Can I create topics called update_i for different kinds of updates and partition them using user_id in a Kafka MQ ? I've been through this post by confluent.io: https://www.confluent.io/blog/how-to-choose-the-number-of-topicspartitions-in-a-kafka-cluster/ . Also, I know that I cannot create a topic with dynamic number of partitions. These two facts (the post and static number of Kafka partitions). What's the delivery mechanism alternative ?

2

There are 2 best solutions below

0
On

Can I create topics called update_i for different kinds of updates and partition them using user_id in a Kafka MQ ?

If I understand you correctly, the answer is Yes.

What you would need to do in a nutshell:

  • Topic configuration: Determine the required number of partitions for your topic(s).

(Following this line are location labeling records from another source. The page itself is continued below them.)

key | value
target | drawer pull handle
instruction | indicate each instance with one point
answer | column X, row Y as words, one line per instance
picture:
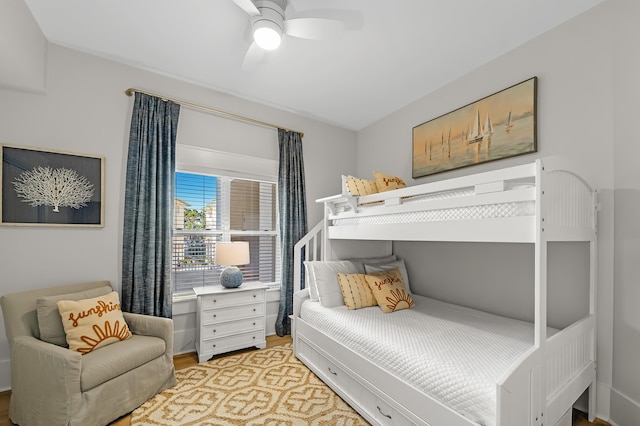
column 380, row 411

Usually, the number of partitions is determined based on (1) anticipated scale/volume of the incoming data, i.e. the Write-side of scaling, and/or (2) the required parallelism when consuming the messages for processing, i.e. the Read-side of scaling. See https://www.confluent.io/blog/how-to-choose-the-number-of-topicspartitions-in-a-kafka-cluster/ for details.

  • Writing messages to these Kafka topics (aka the side of the "Kafka producer"): In Kafka, messages are key-value pairs. In your case, you would set the message key to be the user_id. Then, when using Kafka's default "partitioner", messages for the same message key (here: user_id) would automatically be sent to the same partition -- which is what you want to achieve.

0
On

As a possible solution I would suggest to create a number of partitions, and then setup producers to select partition using the following rule

user_id mod <number_of_partitions>

That will allow you to keep order of messages for particular user_id.

Then, If you need to have a consumer that processes only messages for particular user_id, you can write a (low-level) consumer that will read a particular partition and process only messages that are sent for a particular customer and ignore all other messages.